While plenty of smartwatches and trackers can measure your heart rate, most don’t really have a medical purpose outside of familiarizing yourself with a baseline. Even the Apple Watch Series 4 comes with a lot of caveats about its ECG and atrial fibrillation features. But Omron’s HeartGuide smartwatch is the first wearable to successfully measure blood pressure from the wrist—and with FDA clearance.
The technology in the HeartGuide is pretty impressive. Underneath the strap is a cuff that inflates to measure systolic and diastolic pressure via the oscillometric method. Basically, it’s the same technique used at your doctor’s office where they strap and inflate a cuff on your arm, except much smaller. I got to try a demo of the device recently, and I have to say using the HeartGuide is simple, short, and definitely less painful than whatever the nurse does to me at my yearly physicals—it even seemed to match the results I normally get!
To test you just press a button, hold your hand over your heart, and the cuff automatically inflates and deflates on its own. When it’s done, you can see a reading of your blood pressure on the screen. If it’s in a healthy range, you’ll see a green circle. If your blood pressure is too high, the border will turn red.
The only thing I found slightly difficult in the demo was fit. My wrists are on the smaller side, so it was hard to get a proper fit with a medium-sized unit.
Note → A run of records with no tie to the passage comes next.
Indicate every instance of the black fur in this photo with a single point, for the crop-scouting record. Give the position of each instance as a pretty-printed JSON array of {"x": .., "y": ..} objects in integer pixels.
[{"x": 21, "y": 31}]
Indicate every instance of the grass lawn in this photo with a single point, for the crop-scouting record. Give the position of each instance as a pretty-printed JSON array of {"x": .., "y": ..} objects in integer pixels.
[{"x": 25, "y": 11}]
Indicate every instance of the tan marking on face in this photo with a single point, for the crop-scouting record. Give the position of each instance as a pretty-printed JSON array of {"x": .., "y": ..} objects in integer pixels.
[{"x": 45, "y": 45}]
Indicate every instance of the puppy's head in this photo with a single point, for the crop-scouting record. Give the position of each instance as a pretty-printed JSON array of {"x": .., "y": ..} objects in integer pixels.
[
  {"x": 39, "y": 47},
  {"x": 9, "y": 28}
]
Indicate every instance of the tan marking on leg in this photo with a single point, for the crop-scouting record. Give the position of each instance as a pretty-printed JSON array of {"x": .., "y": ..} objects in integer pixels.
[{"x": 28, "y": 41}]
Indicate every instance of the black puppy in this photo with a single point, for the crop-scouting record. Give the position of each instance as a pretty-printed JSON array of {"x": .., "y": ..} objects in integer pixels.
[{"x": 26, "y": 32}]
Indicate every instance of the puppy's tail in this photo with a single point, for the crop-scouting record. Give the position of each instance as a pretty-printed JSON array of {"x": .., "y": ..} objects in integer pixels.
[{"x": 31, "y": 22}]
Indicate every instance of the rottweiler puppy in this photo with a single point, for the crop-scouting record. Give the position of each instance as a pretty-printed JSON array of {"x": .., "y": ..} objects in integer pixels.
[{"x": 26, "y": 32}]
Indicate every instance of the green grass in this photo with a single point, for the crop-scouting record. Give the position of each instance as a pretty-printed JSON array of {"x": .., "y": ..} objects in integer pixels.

Omron says the medium should fit about 75 percent of users, and that small and large versions will eventually be released for the rest of us.
Omron’s main business has always been blood pressure testing devices, but designing one intended to be worn all of the time presented some challenges. First off, the strap itself has to be inflexible and any pumps inside have to press air directly downward or you risk inaccurate measurements. Also, miniaturizing the oscillometric method to fit on a wrist required Omron to file more than 80 patents, and CEO Ranndy Kellogg claimed to me that some of the proprietary pumps, valves, and chips in the device are smaller than a grain of rice.
All those things considered, the estimated battery life on the HeartGuide is surprisingly long. Omron gave me a conservative two-day estimate, but said you should be able to get 30-50 inflations from a single charge. Ultimately, Omron said that should translate to charging about 1-2 times per week. Helping that is the HeartGuide’s transflective screen. While it’s capable of color and should be easy to read in direct sunlight, it won’t be quite as bright as the OLED or AMOLED screen you typically see in touchscreen smartwatches.
Aside from blood pressure, the HeartGuide can also track steps, distance, sleep, and calories burned. It is also expected to handle call, text, and email notifications. And since data without context isn’t particularly helpful, the HeartGuide will come with an app. The plan is for the app to provide insights about your blood pressure in relation to the quality of sleep, your activity levels, and other lifestyle habits like how much coffee you drink.
But most impressive is the HeartGuide currently has 510k FDA clearance, which means it should be as accurate as other blood pressure testing device already available. Unlike the 30 days Apple needed for the FDA’s de novo classification, the HeartGuide had to undergo two years of testing and case studies. And that’s what makes it an interesting counterpoint to the Apple Watch Series 4.
The Series 4 is not intended to be used by anyone already diagnosed with atrial fibrillation. It’s meant to potentially alert you that you might have Afib. Meanwhile, the HeartGuide is a smartwatch meant to help people who already know they have high blood pressure. “People who buy this watch most likely, have already gone to their doctor and been diagnosed with high blood pressure,” Kellogg told me. Basically, this is a smartwatch that’s actual useful for your parents and grandparents.
At $500, it’s not exactly cheap. But in terms of actual utility, it appears to be a more thoughtful health device than the Apple Watch. Blood pressure is just as much of a silent killer as atrial fibrillation. According to the American Heart Association, 103 million adults in the U.S. have high blood pressure—that’s nearly half the adult population. When you consider blood pressure tends to fluctuate throughout the day, a singular spot reading at the doctor’s office or at the pharmacy doesn’t really paint a holistic picture. Giving high blood pressure patients a way to easily and accurately monitor how their lifestyles impact their readings could be a gamechanger.
We’ll know more about how accurate it is and how long that battery life actually lasts when we review it next year. But for right now, the device is available for preorder on Omron’s website. It will officially launch at CES on January 8.